Ted Farnsworth, head of Helios and Matheson, said the subscription service has enough cash to survive and thrive, and it is determined to push forward.

“There’s been a feeding frenzy of negativity, but it’s not going to slow us down,” said Farnsworth in an interview. “I’m not worried at all. You’re going to see. We’re doing more acquisitions of movies and companies.”

And fundraising. It was announced last week that the company was in the market raising $100 million.

Well Fargo’s Makes Customers Mad (Again)

Wells Fargo is facing a new lawsuit, this time from the Texas jeweler J. Edwards Jewelry Distributing and the company’s president, John Silverman. The firm alleges the banks charged hidden fees to customers who used Wells Fargo’s financing programs to buy with them.

According to Reuters reports, the lawsuit was filed in San Francisco federal court last year. J. Edwards contends that Wells Fargo told retailers to build financing fees into the price of goods and advertise that purchases would be interest-free if financed. The higher price for the jewelry was a hidden double-digit interest charge.

This, the suit contends, is a violation of the Truth In Lending Act (TILA), which requires firms to clearly disclose all fees and financing charges to consumers.

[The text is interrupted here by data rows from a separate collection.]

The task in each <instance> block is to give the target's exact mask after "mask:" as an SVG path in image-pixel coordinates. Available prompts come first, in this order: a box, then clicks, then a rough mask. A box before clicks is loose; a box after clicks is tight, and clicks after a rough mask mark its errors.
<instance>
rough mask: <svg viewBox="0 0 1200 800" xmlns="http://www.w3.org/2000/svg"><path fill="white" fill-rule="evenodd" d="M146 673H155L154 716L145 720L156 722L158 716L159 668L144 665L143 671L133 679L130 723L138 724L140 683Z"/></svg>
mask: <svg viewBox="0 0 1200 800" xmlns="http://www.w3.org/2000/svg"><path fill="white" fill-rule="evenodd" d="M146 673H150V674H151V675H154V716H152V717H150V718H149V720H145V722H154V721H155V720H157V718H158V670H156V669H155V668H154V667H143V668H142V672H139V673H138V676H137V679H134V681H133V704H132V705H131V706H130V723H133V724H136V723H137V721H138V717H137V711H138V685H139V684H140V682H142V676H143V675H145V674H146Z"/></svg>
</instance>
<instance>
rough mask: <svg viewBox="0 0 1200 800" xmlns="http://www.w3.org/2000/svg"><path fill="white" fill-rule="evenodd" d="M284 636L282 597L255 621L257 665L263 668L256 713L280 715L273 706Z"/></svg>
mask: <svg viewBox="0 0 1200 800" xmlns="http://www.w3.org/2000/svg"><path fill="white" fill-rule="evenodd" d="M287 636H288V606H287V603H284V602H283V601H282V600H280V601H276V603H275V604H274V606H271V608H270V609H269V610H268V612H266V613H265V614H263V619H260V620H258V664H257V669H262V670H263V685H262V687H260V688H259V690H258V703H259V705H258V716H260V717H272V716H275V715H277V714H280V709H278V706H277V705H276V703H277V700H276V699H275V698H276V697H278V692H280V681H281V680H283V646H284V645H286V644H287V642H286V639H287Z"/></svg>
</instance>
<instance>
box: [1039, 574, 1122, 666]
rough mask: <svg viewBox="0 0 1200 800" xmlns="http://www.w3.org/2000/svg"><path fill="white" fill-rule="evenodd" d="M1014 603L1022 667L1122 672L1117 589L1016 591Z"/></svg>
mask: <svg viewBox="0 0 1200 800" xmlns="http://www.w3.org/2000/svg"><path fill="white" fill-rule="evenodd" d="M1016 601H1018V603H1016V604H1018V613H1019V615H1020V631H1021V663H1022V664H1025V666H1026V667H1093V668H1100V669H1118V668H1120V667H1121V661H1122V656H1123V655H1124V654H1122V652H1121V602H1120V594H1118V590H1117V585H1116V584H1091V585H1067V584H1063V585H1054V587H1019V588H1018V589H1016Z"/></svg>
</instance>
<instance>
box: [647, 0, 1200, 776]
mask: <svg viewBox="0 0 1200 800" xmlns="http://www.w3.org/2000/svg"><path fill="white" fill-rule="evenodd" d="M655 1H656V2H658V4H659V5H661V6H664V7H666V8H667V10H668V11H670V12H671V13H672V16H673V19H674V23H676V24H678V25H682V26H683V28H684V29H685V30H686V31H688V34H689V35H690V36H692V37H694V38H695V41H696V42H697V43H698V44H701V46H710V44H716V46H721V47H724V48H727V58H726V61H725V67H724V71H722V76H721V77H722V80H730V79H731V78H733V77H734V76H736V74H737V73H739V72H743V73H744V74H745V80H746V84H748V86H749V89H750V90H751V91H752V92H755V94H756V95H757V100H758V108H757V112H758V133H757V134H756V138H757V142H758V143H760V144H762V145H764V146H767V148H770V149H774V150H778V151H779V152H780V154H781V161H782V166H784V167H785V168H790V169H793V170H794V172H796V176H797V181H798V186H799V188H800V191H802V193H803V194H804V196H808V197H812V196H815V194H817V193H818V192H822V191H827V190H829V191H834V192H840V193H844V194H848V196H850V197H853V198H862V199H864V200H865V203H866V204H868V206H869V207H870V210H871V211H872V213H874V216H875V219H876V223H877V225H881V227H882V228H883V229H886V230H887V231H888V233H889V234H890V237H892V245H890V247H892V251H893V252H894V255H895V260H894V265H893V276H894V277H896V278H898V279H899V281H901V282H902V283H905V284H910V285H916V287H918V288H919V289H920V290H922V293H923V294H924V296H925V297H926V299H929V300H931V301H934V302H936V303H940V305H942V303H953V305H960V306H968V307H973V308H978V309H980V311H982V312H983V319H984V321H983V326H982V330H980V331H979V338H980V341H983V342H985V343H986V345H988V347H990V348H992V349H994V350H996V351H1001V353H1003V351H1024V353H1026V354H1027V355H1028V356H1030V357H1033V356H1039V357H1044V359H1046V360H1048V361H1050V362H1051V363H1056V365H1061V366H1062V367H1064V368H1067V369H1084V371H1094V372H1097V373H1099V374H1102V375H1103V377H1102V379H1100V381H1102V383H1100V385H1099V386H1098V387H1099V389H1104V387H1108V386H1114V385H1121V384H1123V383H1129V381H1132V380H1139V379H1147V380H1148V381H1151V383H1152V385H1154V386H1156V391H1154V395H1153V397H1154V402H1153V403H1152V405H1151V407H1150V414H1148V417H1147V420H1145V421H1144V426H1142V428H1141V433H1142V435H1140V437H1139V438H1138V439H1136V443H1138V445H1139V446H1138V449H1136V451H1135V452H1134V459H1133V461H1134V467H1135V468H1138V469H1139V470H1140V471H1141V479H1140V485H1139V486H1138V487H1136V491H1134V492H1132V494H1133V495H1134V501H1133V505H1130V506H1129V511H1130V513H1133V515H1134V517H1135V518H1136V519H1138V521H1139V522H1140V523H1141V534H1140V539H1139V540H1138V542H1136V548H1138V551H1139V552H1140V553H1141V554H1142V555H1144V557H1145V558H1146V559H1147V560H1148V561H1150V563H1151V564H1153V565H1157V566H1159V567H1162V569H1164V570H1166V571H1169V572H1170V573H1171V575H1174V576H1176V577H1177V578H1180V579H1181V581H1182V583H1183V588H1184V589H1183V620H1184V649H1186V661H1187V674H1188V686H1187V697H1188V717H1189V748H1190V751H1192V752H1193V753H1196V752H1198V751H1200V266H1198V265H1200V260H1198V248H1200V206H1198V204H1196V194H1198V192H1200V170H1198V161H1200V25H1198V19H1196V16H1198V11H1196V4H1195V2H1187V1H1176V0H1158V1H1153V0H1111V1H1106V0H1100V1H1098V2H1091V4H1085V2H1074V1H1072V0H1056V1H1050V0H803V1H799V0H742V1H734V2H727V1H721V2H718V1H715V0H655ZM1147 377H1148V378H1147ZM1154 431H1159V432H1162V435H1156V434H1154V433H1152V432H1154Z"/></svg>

The plaintiffs are pursuing a class action case so the lawsuit can cover more than 5,000 retailers around the country. The suit further contends that, while retailers marketed the financing plans offered through the bank, Wells Fargo controlled how merchants could talk about the programs. Retailers were directly told not to charge a fee for Wells Fargo customers, but to increase their prices so that the fees were rolled in.

In one case, the retailers were told to advertise “$3,000” for a ring that a customer could pay zero interest on if it was paid off in 60 months. The retailer would then agree to pay Wells Fargo 22.5 percent of the cost. If the customer paid for the same ring with cash, it would cost $2,325. The lawsuit contends that the consumers would have saved $675 but for the undisclosed financing fees.

Wells Fargo likely earned around $800 million annually from those hidden fees.

The latest suit comes on the heels of Wells’ most recent settlement over fees. In June, the bank announced it had received final approval from a California court to settle a class action suit. The $142 million suit sought to compensate customers impacted by a sales scandal, Reuters reported. Wells Fargo CEO Tim Sloan called the announcement “a significant step forward in making things right for our customers and restoring trust [of all] Wells Fargo’s stakeholders.” Customers had until Saturday (July 7) to claim their funds.

It seems, according to some retails, Wells Fargo may have some steps left to take.

So, the lesson of the week? It’s déjà vu all over again. Have a great week!